Leading in Tough Times
It's official. The National Bureau of Economic Research announced this past Monday that the United States is in a recession, and has been since December 2007. Granted, this pronouncement wasn't exactly news to many Americans; it merely confirmed the downward economic spiral many of us have been observing for some time.
If you're a healthcare executive, you've probably figured out that the healthcare industry isn't recession-proof, either. In fact, CEOs from some of the nation's largest corporations painted a pretty dire picture of what the future holds this past November at Business Week's CEO Summit in Palm Beach, FL. Until the bond markets reopen, healthcare organizations are going to have big problems, said Ralph de la Torre, CEO at Caritas Christi Health Care. "We live and die on the tax-free bond market, and right now we're dying." Torre predicted that "as many as 20% of hospitals could close."
There are plenty of opinions on how executives should lead their organizations through a recession. Here's a snapshot of the advice being offered from various sources.

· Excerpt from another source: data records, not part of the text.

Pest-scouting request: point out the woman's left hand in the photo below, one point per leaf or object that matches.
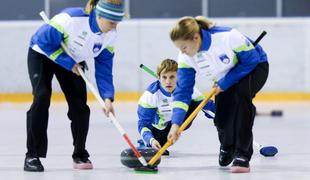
(108, 107)
(217, 89)
(174, 134)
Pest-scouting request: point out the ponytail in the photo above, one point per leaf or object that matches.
(90, 5)
(204, 23)
(187, 27)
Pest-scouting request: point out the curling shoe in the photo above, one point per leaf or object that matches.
(225, 157)
(82, 163)
(240, 165)
(33, 164)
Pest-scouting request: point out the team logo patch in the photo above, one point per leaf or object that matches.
(97, 47)
(224, 58)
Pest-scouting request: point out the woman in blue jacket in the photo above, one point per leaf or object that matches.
(237, 69)
(88, 34)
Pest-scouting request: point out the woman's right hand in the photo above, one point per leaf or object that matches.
(75, 69)
(155, 144)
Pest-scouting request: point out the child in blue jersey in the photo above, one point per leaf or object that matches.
(89, 35)
(237, 69)
(155, 106)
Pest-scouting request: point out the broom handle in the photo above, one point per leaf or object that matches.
(183, 126)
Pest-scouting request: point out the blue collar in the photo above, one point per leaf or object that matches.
(164, 91)
(206, 40)
(93, 23)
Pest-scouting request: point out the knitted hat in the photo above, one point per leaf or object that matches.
(110, 11)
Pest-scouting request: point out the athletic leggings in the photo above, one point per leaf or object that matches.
(41, 71)
(235, 112)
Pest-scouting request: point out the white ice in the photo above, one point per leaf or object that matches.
(194, 156)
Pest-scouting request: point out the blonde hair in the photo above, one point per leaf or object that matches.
(188, 26)
(91, 4)
(167, 65)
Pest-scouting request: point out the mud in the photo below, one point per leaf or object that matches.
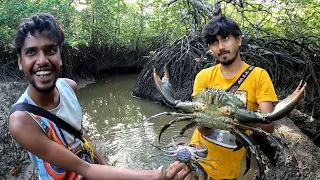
(295, 133)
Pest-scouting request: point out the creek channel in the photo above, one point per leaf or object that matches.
(114, 116)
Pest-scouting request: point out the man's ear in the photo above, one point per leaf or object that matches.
(19, 62)
(239, 40)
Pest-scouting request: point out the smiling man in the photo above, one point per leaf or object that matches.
(223, 37)
(57, 153)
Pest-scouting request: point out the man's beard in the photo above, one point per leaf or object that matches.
(43, 90)
(227, 62)
(47, 89)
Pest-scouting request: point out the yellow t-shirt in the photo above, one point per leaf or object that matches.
(258, 88)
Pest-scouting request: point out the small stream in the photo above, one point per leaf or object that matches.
(112, 114)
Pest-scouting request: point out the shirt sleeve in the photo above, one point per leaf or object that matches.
(265, 90)
(199, 83)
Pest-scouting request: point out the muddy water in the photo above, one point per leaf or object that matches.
(115, 116)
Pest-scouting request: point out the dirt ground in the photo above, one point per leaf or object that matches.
(295, 133)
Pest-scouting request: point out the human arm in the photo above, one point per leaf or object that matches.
(31, 137)
(74, 87)
(266, 96)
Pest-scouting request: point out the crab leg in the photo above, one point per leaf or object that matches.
(185, 118)
(188, 126)
(164, 87)
(273, 139)
(253, 147)
(165, 114)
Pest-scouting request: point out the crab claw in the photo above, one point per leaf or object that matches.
(164, 87)
(282, 109)
(285, 106)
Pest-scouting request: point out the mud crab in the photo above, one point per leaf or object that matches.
(222, 110)
(190, 154)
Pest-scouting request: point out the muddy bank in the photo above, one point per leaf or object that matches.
(303, 159)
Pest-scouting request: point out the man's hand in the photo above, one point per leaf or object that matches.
(176, 171)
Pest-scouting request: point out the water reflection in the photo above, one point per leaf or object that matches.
(111, 112)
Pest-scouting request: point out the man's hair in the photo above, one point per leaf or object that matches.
(219, 26)
(38, 22)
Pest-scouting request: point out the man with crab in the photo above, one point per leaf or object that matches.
(229, 99)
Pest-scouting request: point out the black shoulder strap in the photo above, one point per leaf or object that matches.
(240, 80)
(42, 112)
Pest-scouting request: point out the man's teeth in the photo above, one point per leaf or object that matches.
(42, 73)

Communicate. I know, I know. Effective communication seems to be at the heart of just about every business improvement strategy. I've never heard anyone in healthcare say, "Communicate less." But as important as a robust communication infrastructure is during calmer economic times, it's even more critical now. Your employees, physicians, trustees, and community have all been impacted by the financial crisis, and many have considerable anxiety. Left unchecked, that anxiety can prompt people to envision far worse scenarios than what is truly the case. Frequent communication from the C-suite is the best way to calm people's nerves and stop rumors from starting.
Help where you can.A former hospital president suggested that hospitals should offer financial counseling to employees and reevaluate employee assistance programs. In addition, hospitals' outreach efforts and preventive care models may need to be revamped to help members of the community—many of whom are already postponing elective surgeries, forgoing medications, and skipping preventive care appointments.
Embrace uncertainty. It seems unusual, but a tough economy actually may be one of the worst times to merely maintain the status quo—unless your organization just happens to be thriving. I realize it's difficult to formulate your strategy in a shifting healthcare market, so it might seem like a good idea to just put everything on hold. And in some cases, building that new hospital wing probably should be put on hold. But a difficult situation can also present an opportunity for innovation and creative thinking.
This blog post offered some suggestions on how to re-energize your senior leadership team. For example, hold a meeting—if you haven't already—with senior leadership to determine which healthcare organizations will fare the best in a prolonged recession and what it means competitively for your facility. Then form a plan of attack.
Take stock. Healthcare organizations should do an honest assessment of themselves. This means engaging all stakeholders in the process—including physicians. It may be uncomfortable to do a 360-degree evaluation, but it can help identify inefficiencies and areas for improvement. For instance, if diagnostic testing is being overutilized—which it probably is—task physicians with ways to reduce unnecessary testing. Likewise, is your organization gaining all of the efficiencies it can from information systems?
Be responsible. While its still important to attend conferences and seminars, executives should set an example about how they are spending the companies dime. An example of what not to do can be gleaned from the auto industry when top executives flew on private company jets to ask the government for a financial bailout.
Be prepared. According to many experts, increased healthcare consolidation seems likely. Organizations shouldn't wait until they need rescuing before looking at potential partners—research other organizations now to determine which ones may be the best fit for you and what your organization can bring to the partnership.
Think globally. Having a clear understanding of the global economy and how other industries are being impacted by the financial crisis can help healthcare leaders determine the best course of action and avoid ineffective and costly mistakes, according to an article in the McKinsey Quarterly.
Focus on the long term. It's easy for senior leaders to get so focused on putting out fires that they lose sight of the long-term plan. Healthcare organizations should already be preparing for the recovery in the midst of this financial crisis, according to this blog post. One way to do that is to solicit opinions from key business leaders in the community and engage employees.